ASYMMETRIC EFFECTS OF TOURISM ON THE GEOGRAPHY OF ECONOMIC ACTIVITIES
-
Published:2023
Issue:
Volume:
Page:
-
ISSN:1083-5423
-
Container-title:Tourism Analysis
-
language:en
-
Short-container-title:Tourism Analysis
Author:
Nguyen Canh Phuc,Bui Tung,Nguyen Van Hong Thi,Nguyen Binh Quang
Abstract
This study investigates the asymmetric effects of international and domestic tourism on economic complexity worldwide. Despite the significant contributions of international and domestic tourism to a country’s economic activities, their potential impacts on economic complexity remain underexplored in the literature. Using the Dynamic Fixed Effects Autoregressive Distributed Lag (DFE ARDL) model, this research estimates the short and long-term effects of domestic and international tourism on economic complexity for 123 economies from 1995 to 2018. The empirical analysis reveals that domestic tourism spending has an insignificant negative impact on economic complexity in the short term.
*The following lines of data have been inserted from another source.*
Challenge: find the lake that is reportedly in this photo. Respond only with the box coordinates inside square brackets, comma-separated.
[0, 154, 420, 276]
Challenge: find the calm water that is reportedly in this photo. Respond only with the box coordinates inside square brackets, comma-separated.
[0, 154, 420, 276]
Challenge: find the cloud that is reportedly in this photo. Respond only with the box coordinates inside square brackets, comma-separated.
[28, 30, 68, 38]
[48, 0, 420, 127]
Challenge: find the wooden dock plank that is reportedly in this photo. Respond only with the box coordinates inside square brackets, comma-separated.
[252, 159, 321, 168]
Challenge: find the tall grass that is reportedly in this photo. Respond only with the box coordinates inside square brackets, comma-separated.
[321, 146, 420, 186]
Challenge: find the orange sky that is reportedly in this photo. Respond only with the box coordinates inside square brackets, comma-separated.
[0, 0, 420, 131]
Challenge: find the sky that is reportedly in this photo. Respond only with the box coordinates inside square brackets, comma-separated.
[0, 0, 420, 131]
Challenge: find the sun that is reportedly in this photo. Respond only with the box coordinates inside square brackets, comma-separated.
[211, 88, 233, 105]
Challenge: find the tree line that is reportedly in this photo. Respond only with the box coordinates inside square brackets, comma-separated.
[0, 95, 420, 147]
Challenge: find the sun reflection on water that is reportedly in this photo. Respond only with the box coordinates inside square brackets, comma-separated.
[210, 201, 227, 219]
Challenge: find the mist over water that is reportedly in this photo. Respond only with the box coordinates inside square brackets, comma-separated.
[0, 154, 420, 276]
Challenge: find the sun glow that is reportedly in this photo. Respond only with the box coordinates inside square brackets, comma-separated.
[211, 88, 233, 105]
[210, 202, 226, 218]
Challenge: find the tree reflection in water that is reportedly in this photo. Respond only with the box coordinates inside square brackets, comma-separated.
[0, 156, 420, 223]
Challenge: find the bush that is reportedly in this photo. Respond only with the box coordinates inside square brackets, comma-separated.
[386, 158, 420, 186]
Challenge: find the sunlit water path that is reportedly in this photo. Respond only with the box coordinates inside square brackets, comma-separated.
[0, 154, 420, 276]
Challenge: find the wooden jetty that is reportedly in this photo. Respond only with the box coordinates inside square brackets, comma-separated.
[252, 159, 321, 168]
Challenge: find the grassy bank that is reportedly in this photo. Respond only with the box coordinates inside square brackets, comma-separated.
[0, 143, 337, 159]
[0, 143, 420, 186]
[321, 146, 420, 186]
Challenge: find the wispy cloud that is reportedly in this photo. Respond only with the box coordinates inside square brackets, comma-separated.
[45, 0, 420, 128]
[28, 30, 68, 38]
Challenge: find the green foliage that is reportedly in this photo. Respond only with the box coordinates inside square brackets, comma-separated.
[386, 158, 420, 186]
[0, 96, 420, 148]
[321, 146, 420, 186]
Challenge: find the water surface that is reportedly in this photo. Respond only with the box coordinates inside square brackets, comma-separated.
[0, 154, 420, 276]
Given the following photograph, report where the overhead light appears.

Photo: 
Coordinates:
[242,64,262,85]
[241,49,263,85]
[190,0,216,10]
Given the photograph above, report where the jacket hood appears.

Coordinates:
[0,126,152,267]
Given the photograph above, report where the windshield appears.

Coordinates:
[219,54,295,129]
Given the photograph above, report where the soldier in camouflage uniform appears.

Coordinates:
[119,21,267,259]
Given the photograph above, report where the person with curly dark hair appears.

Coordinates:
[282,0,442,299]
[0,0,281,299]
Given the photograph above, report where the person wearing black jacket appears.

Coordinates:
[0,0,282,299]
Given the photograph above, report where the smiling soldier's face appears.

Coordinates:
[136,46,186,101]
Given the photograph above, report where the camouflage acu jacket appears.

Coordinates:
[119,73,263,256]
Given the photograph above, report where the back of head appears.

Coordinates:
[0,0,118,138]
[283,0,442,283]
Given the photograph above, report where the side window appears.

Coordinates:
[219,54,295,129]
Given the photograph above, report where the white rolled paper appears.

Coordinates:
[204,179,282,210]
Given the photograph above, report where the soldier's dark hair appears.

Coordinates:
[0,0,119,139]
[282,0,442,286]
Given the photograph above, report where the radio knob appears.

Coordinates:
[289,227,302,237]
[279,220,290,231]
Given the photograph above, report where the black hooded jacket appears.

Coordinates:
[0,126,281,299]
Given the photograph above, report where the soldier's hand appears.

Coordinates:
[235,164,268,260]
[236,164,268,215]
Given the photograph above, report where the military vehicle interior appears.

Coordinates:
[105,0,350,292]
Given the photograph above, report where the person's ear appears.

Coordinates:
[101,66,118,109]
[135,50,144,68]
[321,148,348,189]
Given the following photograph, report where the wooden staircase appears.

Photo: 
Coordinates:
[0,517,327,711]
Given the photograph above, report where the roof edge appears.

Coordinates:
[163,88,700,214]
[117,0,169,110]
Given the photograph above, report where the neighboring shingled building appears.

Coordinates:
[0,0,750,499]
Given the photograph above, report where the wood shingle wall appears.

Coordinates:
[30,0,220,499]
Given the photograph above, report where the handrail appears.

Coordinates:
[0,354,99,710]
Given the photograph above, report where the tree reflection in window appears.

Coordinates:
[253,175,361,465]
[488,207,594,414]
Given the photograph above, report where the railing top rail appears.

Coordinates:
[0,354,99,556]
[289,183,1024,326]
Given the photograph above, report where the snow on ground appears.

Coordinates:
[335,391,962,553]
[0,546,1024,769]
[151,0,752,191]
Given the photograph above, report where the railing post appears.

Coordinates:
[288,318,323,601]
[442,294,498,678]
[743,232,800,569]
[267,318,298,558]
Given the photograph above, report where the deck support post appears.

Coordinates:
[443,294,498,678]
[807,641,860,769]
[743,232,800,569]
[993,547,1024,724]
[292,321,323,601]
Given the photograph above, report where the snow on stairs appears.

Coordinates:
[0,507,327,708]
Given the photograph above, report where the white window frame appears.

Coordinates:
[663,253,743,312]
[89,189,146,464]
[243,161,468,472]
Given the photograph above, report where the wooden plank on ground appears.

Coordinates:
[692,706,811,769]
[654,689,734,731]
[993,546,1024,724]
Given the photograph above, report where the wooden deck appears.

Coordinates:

However, in the long run, it exerts a significant positive effect, suggesting that domestic tourism could be a powerful driver of the long-term geography of economic activities. In contrast, international tourism contributes to economic complexity in the short term, but its long-term impact is less significant. These findings affirm the instrumental role of tourism development in enhancing economic complexity and underscore the importance of a balanced approach to tourism development, considering its short and long-term effects on economic complexity. The study contributes to the literature by providing the first evidence of a connection between the tourism industry and economic complexity from a global perspective.